You can use the PredicateBuilder from the LINQkit to dynamically construct your query.

How does C# lambda work?

I'm trying to implement method Find that searches the database.
I forgot to mention that I'm using Postgresql, so I can't use built in LINQ to SQL.
I want it to be like that:
var user = User.Find(a => a.LastName == "Brown");
Like it's done in List class. But when I go to List's source code (thanks, Reflector), I see this:
public T Find(Predicate<T> match)
{
if (match == null)
{
ThrowHelper.ThrowArgumentNullException(ExceptionArgument.match);
}
for (int i = 0; i < this._size; i++)
{
if (match(this._items[i]))
{
return this._items[i];
}
}
return default(T);
}
How can I implement this thing? I need to get those parameters to make the search.
Solution
Okay, I understood now that I need to do LINQ to SQL to do all this good expressions stuff, otherwise I'd have to spend a lot of time reimplementeing the wheel.
Since I can't use LINQ to SQL, I implemented this easy method:
public static User Find(User match, string orderBy = "")
{
string query = "";
if (!String.IsNullOrEmpty(match.FirstName)) query += "first_name='" + match.FirstName + "'";
if (!String.IsNullOrEmpty(match.LastName)) query += "last_name='" + match.LastName+ "'";
return Find(query + (!String.IsNullOrEmpty(orderBy) ? orderBy : ""));
}
This is how to use it:
var user = User.Find(new User { FirstName = "Bob", LastName = "Brown" });

Your method should accept Expression<Func<User>>.
This will give you expression tree instead of delegate which you can analyze and serialize to SQL or convert to any other API call your database have.
If you want everything to be generic, you may wish to go on with implementing IQueryable interface. Useful information can be found here: LINQ Tips: Implementing IQueryable Provider
Although for a simple scenario I would suggest not to complicate everything and stick with using Expression Trees and returning plain IEnumerable<T> or even List<T>.
For your case first version of code could look like this:
public IEnumerable<T> Get(Expression<Func<T, bool>> condition)
{
if (condition.Body.NodeType == ExpressionType.Equal)
{
var equalityExpression = ((BinaryExpression)condition.Body);
var column = ((MemberExpression)equalityExpression.Left).Member.Name;
var value = ((ConstantExpression)equalityExpression.Right).Value;
var table = typeof(T).Name;
var sql = string.Format("select * from {0} where {1} = '{2}'", table, column, value);
return ExecuteSelect(sql);
}
return Enumerable.Empty<T>();
}
And it's complexity grows fast when you want to handle new and new scenarios so make sure you have reliable unit tests for each scenario.
C# Samples for Visual Studio 2008 contain ExpressionTreeVisualizer that will help you to dig into Expression Trees more easily to understand how to extract information you need from it.
And of course, if you can stick with using existing implementation of LINQ, I would suggest to do it. There are Linq to SQL for SQL Server databases, Linq to Entities for many different databases, Linq to NHibernate for NHbernate projects.
Many other LINQ providers can be found here: Link to Everything: A List of LINQ Providers. Amount of work to implement LINQ provider is not trivial so it's a good idea to reuse tested and supported solution.

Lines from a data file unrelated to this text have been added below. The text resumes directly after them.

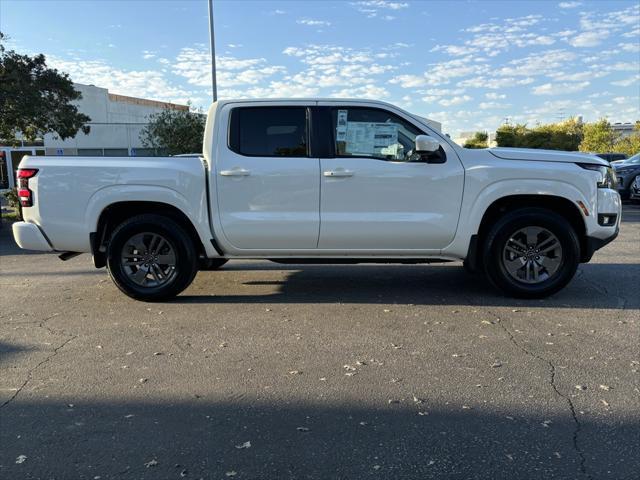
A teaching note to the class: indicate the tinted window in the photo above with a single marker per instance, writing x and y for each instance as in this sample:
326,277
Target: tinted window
370,132
269,131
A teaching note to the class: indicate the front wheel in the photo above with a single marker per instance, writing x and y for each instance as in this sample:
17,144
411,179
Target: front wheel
531,253
151,258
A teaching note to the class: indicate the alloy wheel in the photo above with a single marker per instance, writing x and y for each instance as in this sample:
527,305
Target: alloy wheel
149,260
532,255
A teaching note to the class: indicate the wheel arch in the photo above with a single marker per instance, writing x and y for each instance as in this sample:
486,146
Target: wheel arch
116,213
560,205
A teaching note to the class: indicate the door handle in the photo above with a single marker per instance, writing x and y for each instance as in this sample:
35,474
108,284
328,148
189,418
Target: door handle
235,172
338,173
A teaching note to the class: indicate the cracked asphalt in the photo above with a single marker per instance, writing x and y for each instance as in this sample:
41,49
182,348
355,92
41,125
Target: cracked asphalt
268,371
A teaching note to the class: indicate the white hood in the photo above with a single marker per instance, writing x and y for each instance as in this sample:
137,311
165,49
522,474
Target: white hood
546,155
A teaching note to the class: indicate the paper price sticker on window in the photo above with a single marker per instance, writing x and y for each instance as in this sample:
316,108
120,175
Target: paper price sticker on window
341,127
371,138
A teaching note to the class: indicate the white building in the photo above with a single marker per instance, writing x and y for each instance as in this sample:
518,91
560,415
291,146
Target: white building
116,123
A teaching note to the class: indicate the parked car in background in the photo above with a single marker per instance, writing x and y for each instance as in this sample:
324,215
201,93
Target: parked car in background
612,157
627,173
634,193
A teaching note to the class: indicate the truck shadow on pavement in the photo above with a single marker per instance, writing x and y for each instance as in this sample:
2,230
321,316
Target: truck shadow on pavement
204,439
608,286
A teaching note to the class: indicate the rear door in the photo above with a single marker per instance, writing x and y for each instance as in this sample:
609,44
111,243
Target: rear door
376,194
268,185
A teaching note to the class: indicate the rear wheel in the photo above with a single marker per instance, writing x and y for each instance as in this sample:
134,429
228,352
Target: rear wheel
531,253
151,258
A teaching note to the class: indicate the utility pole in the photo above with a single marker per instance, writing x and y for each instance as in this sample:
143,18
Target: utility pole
214,86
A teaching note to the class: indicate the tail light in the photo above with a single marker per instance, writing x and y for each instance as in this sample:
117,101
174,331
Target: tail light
24,194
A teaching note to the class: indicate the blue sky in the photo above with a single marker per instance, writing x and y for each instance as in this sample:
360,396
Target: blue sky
467,64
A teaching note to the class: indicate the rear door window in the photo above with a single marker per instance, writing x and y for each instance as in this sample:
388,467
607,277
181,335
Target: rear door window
269,131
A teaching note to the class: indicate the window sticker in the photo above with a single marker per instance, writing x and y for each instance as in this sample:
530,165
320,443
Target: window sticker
341,128
370,138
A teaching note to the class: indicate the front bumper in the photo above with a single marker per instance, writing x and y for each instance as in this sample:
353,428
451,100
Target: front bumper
592,244
30,237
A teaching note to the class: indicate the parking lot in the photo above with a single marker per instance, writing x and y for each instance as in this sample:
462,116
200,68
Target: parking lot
371,371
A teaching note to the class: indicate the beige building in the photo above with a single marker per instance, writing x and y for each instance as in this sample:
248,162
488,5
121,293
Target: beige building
116,123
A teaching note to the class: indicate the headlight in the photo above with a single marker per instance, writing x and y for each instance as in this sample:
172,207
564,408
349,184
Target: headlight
608,177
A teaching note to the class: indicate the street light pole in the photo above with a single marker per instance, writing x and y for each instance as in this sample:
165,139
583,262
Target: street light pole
214,86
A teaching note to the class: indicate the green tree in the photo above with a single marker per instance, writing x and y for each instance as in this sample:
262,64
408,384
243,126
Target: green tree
479,140
35,99
174,131
599,137
565,135
510,135
629,144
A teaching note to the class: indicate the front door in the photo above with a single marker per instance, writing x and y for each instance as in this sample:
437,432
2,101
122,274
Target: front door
376,194
268,185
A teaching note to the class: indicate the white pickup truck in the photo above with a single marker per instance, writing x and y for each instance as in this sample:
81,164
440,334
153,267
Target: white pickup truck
326,181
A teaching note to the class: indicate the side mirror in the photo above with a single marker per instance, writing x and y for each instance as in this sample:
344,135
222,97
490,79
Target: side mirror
426,144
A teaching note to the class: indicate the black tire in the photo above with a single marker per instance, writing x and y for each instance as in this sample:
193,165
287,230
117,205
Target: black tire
186,258
496,240
212,263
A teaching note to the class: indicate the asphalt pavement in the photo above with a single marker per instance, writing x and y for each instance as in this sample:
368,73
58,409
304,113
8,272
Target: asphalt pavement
265,371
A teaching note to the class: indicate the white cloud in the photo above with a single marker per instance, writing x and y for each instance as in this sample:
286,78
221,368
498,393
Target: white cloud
569,4
373,8
632,33
136,83
194,64
365,91
589,39
313,23
538,63
493,105
495,83
409,81
448,102
627,81
629,47
559,88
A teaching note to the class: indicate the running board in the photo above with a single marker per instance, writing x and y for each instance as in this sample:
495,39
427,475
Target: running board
64,256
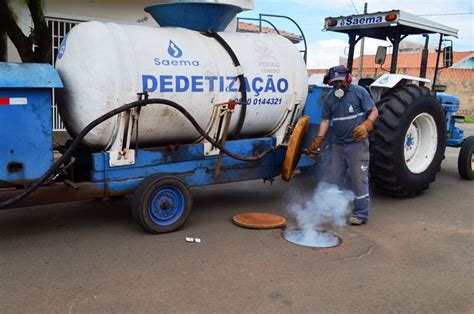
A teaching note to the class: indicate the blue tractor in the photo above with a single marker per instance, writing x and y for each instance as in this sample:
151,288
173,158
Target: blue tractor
415,123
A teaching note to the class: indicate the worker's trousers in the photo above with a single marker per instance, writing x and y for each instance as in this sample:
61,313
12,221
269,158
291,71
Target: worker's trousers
353,160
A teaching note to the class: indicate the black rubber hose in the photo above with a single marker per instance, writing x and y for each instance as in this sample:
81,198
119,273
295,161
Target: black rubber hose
242,88
140,103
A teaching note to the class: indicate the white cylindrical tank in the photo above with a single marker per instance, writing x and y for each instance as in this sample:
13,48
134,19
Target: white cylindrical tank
105,65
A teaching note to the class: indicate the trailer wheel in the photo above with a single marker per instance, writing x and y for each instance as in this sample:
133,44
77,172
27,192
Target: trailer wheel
409,141
161,203
465,160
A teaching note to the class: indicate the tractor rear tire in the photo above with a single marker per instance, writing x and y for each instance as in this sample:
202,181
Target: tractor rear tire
408,142
465,159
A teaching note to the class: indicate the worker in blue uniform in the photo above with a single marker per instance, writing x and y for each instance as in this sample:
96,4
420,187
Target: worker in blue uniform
353,113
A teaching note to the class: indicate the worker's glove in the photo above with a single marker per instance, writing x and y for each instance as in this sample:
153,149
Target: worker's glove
311,151
362,131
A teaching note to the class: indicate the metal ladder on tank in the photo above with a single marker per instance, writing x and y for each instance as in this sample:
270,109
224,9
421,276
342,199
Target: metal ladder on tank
262,19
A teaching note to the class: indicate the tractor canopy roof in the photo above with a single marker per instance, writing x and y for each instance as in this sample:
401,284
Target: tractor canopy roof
381,25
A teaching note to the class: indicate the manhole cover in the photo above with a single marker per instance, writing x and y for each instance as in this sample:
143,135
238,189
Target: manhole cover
312,238
259,221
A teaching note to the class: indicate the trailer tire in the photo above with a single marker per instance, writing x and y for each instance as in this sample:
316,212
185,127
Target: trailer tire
465,161
408,142
161,203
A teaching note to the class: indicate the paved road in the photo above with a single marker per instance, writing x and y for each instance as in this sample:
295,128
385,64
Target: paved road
415,255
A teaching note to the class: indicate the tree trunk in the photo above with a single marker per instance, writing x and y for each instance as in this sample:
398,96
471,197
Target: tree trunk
24,44
3,47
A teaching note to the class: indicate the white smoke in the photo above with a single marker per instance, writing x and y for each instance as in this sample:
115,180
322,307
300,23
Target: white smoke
326,206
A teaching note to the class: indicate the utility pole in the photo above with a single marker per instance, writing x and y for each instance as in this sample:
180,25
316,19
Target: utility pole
361,54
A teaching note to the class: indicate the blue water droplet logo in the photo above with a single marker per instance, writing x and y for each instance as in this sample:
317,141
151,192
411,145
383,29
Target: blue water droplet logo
62,48
174,50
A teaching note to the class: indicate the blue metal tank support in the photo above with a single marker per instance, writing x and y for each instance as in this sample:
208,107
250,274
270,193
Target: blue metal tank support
189,163
26,121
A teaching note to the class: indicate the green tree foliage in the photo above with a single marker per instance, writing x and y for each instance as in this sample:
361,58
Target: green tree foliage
34,47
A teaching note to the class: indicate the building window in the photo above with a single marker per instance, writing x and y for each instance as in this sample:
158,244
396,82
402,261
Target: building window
59,29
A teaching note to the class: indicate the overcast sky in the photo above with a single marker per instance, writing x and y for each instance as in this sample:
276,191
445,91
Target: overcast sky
325,47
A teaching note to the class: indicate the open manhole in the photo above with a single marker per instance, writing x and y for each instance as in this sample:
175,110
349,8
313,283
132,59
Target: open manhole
312,238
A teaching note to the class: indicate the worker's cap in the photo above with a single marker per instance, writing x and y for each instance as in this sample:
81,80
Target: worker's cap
337,73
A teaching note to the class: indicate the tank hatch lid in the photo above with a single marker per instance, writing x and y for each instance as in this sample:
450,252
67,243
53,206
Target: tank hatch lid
28,75
195,15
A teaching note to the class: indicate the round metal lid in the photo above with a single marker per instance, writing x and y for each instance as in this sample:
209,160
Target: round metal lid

Exactly the same way. Just replace this._items with your users collection.
Also replace the type parameter T with the type User.

A lambda expression in source code can be converted to either a compiled executable delegate or an expression tree upon compilation. Usually we associate lambda's with delegates but in your case since you say you want access to the parameters (in this case I assume you mean LastName and "Brown" then you want an expression tree.
Once you have an expression tree, you can parse it to see exactly what it is an translate it to whatever you actually need to do.
Here are a few questions about expression trees.
Expression trees for dummies?
Bit Curious to understand Expression Tree in .NET
Sounds like you're definitely reinventing a very complicated wheel though. I'm sure it'll be a useful learning experience, but you should look into LINQ to Entities or LINQ to SQL for real-world programming.

Maybe I just haven't understood the question, but there's already a method for doing what you want: Enumerable.Where.
If you need to find a single element then use SingleOrDefault or FirstOrDefault instead.

You could do it something like this:
public static IEnumerable<User> Find(Predicate<User> match)
{
//I'm not sure of the name
using (var cn = new NpgsqlConnection("..your connection string..") )
using (var cmd = new NpgsqlCommand("SELECT * FROM Users", cn))
using (var rdr = cmd.ExecuteReader())
{
while (rdr.Read())
{
var user = BuildUserObjectFromIDataRecord(rdr);
if (match(user)) yield return user;
}
}
}
And then you can call it like this
var users = User.Find(a => a.LastName == "Brown");
Note that this returns any number of users, you still have to implement the BuildUserObjectFromIDataRecord() function, and that it will always want to iterate over the entire users table. But it gives you the exact semantics you want.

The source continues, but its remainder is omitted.